The Technology Innovation Center (TIC), founded in 1986, is the original home of Peapod, First Bank and Trust of Evanston, Illinois Superconductor Corporation, Leapfrog Online and Vibes Media. 

TIC, also known as the Incubator, boasts of its having been named the top incubator in 1997 by the National Business Incubator Association, as well as its 2010 recognition by Forbes as one of the Top Ten Incubators Changing the World. Most importantly, TIC is the source of dozens of new high-paying, quality Evanston jobs each year. 

TIC can be seen as a great economic asset to Evanston but it seems that it is seeking greener pastures elsewhere – literally.

“We are self-funding right now,” said Charles Happ, TIC chairman.  Tim Lavengood, TIC’s executive director, said, “We have had support from various sources.” Those sources include the City of Evanston, the State of Illinois, finance institutions and alumni, and at one point the government of Japan.

While in the past TIC received funding from the City, that is no longer the case. “TIC was facing financial challenges in 2009 (as were many organizations) and the City stepped in to provide assistance. The City began working with the TIC more closely and began providing funding again ($100K in 2010, $75K in 2011 and $100K in 2012).
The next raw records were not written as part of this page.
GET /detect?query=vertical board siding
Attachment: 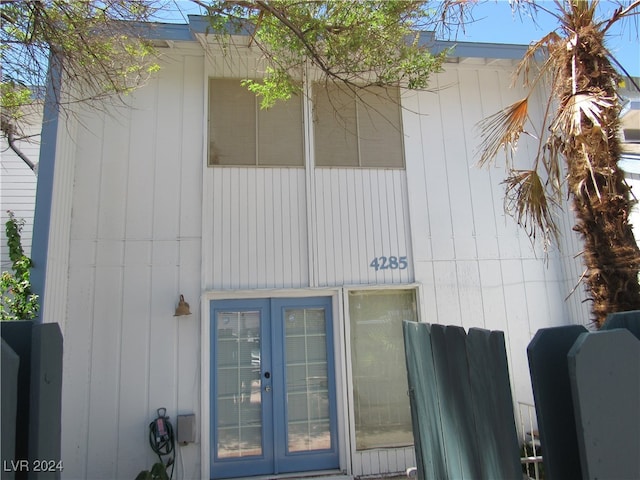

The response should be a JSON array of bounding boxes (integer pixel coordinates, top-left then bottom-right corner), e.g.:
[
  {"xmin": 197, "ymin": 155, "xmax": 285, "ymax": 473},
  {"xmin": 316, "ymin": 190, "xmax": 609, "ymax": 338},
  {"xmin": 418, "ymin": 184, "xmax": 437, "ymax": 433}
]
[
  {"xmin": 352, "ymin": 446, "xmax": 416, "ymax": 477},
  {"xmin": 206, "ymin": 167, "xmax": 309, "ymax": 290},
  {"xmin": 0, "ymin": 107, "xmax": 41, "ymax": 269},
  {"xmin": 61, "ymin": 49, "xmax": 204, "ymax": 479},
  {"xmin": 403, "ymin": 64, "xmax": 576, "ymax": 408},
  {"xmin": 313, "ymin": 168, "xmax": 413, "ymax": 287}
]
The City never intended to be a regular financial supporter of the TIC,” City Manager Wally Bobkiewicz said in an email.

Because of the City’s decision to discontinue funding, TIC says it has hit a ceiling. “We are full here. We are almost maximum capacity. We see that the model has worked 27 years. In order to grow and diversify we have to look toward neighboring communities,” said Mr. Happ.

With its own massive technology park and more room to expand their business, the Village of Skokie appears to be looking good to Mr. Happ and Mr. Lavengood. When directly asked if there is a potential funding deal with the Village of Skokie Mr. Happ said, “The village of Skokie has been very welcoming and I think they realize the value of an incubator to their economic development.”
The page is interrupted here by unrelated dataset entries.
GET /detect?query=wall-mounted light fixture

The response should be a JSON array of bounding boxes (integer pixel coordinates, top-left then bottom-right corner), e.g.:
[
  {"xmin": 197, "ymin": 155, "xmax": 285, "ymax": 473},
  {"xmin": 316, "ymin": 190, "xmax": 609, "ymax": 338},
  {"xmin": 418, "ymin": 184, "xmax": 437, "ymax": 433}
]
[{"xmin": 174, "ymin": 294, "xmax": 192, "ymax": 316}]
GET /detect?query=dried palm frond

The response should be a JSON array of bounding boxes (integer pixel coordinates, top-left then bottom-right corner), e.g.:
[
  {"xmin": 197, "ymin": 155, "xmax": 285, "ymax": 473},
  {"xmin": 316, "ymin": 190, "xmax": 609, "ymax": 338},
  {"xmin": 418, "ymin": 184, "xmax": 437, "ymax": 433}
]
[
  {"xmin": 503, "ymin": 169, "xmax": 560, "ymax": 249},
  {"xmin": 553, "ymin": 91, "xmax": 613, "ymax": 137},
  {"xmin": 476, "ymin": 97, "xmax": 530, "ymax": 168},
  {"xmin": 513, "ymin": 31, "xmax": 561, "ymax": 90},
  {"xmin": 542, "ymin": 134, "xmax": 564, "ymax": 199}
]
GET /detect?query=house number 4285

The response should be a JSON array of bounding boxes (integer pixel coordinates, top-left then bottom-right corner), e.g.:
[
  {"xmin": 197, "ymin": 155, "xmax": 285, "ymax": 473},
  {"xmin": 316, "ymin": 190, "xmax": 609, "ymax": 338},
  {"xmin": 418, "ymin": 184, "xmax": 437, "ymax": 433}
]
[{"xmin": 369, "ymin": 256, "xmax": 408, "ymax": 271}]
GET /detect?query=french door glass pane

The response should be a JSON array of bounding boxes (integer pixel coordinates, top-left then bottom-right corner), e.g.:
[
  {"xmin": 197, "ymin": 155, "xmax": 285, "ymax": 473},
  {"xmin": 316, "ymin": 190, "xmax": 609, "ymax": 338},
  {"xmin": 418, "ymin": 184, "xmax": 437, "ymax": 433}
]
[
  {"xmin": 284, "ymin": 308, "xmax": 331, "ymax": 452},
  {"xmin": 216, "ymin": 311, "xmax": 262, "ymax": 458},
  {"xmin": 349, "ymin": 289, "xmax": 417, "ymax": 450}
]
As for receiving another grant from the City of Evanston, Mr. Lavengood says he feels that “basic research is probably the biggest business in this town and so there is tremendous leverage that can be had and that technology start-ups should be the foundation of economic development in Evanston. If we can convince the City Council and the City staff of that, then I think there is a good chance that we could go forward.”

Apparently, the City feels differently. “No.  It became clear last year that the TIC was capable of thriving without a public subsidy,” Mr. Bobkiewicz said on the subject of further City funding of TIC.

With that off the table, it is possible that in the near future Evanston may not be able to compete with Skokie for the economic asset of hosting TIC, which might mean losing a reliable stream of new businesses into the community as well as consistent local job creation.

For now the City sees the expansion as a positive. “The expansion into Skokie demonstrates the strength and viability of the TIC.  The City of Evanston is proud that we stepped in with financial support for three years to allow the TIC to survive and now continue to thrive.  This is a benefit for the economy of Evanston, Skokie and the entire region,” Mr. Bobkiewicz said.

Both Mr. Happ and Mr. Lavengood assured the RoundTable that Evanston will not be forsaken, and that this is only an expansion.  They have no plans to move the entire operation. 

“We have attracted companies from Dayton Ohio, Bangalore, India, Lisle, Illinois, and Ireland and continue to attract innovative hi-tech companies into town. We have documented over 61 new full-time high-paying, quality jobs in 2012 and are now exceeding that pace for this year,” Mr. Happ said.

Currently TIC is still looking for a building to use as a site of operations in Skokie. Only time will tell if this expansion will benefit Evanston.